82 FR 2193, 2217 (Jan. 9, 2017). 

Although FDA had tried to undo the “knowledge = intent” problem, vociferous opposition nevertheless resulted due to the addition of the “totality of the evidence” language.  Various stakeholders argued that the regulation violated the First Amendment by regulating truthful speech regarding lawful activity; violated the due process clause of the Fifth Amendment to the extent that the types of evidence to be considered were not clearly defined; unlawfully interfered with the practice of medicine; departed from relevant statutory text, legislative history, case law, and FDA past practices; and was issued in violation of the notice requirement under the Administrative Procedure Act based on the inclusion of the new “totality of the evidence” language.  In response, FDA delayed the effective date of the final rule indefinitely.  83 FR 11639 (March 16, 2018).

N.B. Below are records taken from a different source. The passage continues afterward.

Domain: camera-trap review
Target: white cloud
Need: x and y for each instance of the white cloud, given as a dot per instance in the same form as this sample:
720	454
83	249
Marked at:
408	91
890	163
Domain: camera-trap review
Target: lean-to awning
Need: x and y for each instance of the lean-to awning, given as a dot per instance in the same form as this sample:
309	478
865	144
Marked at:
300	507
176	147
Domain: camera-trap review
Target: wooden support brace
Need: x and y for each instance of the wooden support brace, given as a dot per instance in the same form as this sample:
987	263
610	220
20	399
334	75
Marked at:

FDA’s September 23, 2020, proposal is its latest attempt to fix this regulation:  it proposes to abandon the approach in its 2017 final rule, delete the last sentence of the current regulation, and replace the fourth sentence with:

Objective intent may be shown, for example, by circumstances in which the article is, with the knowledge of such persons or their representatives, offered or used for a purpose for which it is neither labeled nor advertised; provided, however, that a firm would not be regarded as intending an unapproved new use for an approved drug based solely on that firm’s knowledge that such drug was being prescribed or used by health care providers for such use.

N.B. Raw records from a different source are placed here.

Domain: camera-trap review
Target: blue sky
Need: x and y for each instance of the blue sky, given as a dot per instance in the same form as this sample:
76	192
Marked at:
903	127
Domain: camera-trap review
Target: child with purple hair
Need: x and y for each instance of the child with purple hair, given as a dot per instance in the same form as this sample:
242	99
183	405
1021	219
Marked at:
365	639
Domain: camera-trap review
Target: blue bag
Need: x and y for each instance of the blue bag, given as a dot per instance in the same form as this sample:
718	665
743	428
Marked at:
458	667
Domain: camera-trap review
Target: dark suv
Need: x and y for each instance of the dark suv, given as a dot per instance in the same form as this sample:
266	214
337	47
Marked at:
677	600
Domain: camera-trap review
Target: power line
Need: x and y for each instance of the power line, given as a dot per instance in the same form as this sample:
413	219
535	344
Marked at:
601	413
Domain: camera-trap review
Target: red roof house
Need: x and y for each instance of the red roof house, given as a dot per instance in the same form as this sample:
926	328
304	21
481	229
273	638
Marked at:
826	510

In the press release that accompanied the proposed rule, FDA states that its “longstanding position is that, in evaluating a product’s intended use, any relevant source of evidence may be considered.”  FDA states that while this position remains unchanged, the proposed rule is intended to clarify that a firm’s knowledge that a health care provider has prescribed or used an approved or cleared medical product for an unapproved use, standing alone, is not sufficient to establish a product’s intended use.  FDA’s preamble includes some other examples of when knowledge would not equal intent.  For example, FDA says that the fact that a pharmaceutical firm that knows that one of its products, approved for use only in adults, is being ordered by and distributed to many medical practices that treat exclusively pediatric populations would not be deemed to intend such use – assuming that it does not direct its sales or marketing staff to disseminate samples or information about this product to these pediatric practices.  FDA also states that disseminating medical and scientific publications in accordance with “safe harbors” established in guidance would not be deemed to be intended use.

In general, FDA’s examples show that, if a firm is not affirmatively promoting its products for unapproved uses, then mere knowledge of off label use will not be deemed to change the intended use of the product.  Thus, although FDA says that “knowledge can be within the types of evidence that are relevant to establishing intended use,” it relies on actions, not knowledge, to establish intended use.  As such, it is difficult to see why the revised fourth sentence is needed in the regulation at all, or why FDA insists on keeping alive an argument that knowledge = intent.

Comments on the new proposed rule are due by October 23, 2020.